Disclaimer: I am the maintainer of Currencies.jl.
Trying to figure out this pseudo code. The following is assumed....
I can only use unsigned and signed integers (or long).
Division returns a real number with no remainder.
MOD returns a real number.
Fractions and decimals are not handled.
INT I = 41828;
INT C = 15;
INT D = 0;
D = (I / 65535) * C;
How would you handle a fraction (or decimal value) in this situation? Is there a way to use negative value to represent the remainder?
In this example I/65535 should be 0.638, however, with the limitations, I get 0 with a MOD of 638. How can I then multiply by C to get the correct answer?
Hope that makes sense.
MOD here would actually return 23707, not 638. (I hope I'm right on that :) )

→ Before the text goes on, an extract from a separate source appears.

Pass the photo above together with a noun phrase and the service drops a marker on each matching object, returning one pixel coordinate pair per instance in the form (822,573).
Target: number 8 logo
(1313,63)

If you were to switch your order of operations on that last line, you would get the integer answer you're looking for (9, if my calculations are correct)
D = (I * C) / 65535
/* D == 9 */
Is that the answer you're looking for?
Well, one way to handle decimals is this replacement division function. There are numerous obvious downsides to this technique.
ALT DIV (dividend, divisor) returns (decimal, point)
for point = 0 to 99
if dividend mod divisor = 0 return dividend / divisor, point
dividend = divident * 10
return dividend / divisor, 100
Assuming these are the values you're always using for this computation, then I would do something like:
D = I / (65535 / C);
or
D = I / 4369;
Since C is a factor of 65535. This will help to reduce the possibility of overruning the available range of integers (i.e. if you've only got 16 bit unsigned ints).
In the more general case you, if you think there's a risk that the multiplication of I and C will result in a value outside the allowed range of the integer type you're using (even if the final result will be inside that range) you can factor out the GCD of the numerator and denominator as in:
INT I = 41828;
INT C = 15;
INT DEN = 65535;
INT GCDI = GCD(I, DEN);
DEN = DEN / GCDI;
I = I / GCDI;
INT GCDC = GCD(C, DEN);
DEN = DEN / GCDC;
C = C / GCDC;
INT D = (I * C) / DEN;
Where DEN is your denominator (65535 in this case). This will not provide you with the correct answer in all cases, especially if I and C are both mutually prime to DEN and I*C > MAX_INT.
As to the larger question you raise, division of integer values will always loose the decimal component (equivalent to the floor function). The only way to preserve the information contained in what we think of as the "decimal" part is through the remainder which can be derived from the modulus. I highly encourage you to not mix the meanings of these different number systems. Integers are just that integers. If you need them to be floating point numbers, you should really be using floats, not ints. If all you're interested in doing is displaying the decimal part to the user (i.e. you're not really using it for further computation) then you could write a routine to convert the remainder into a character string representing the remainder.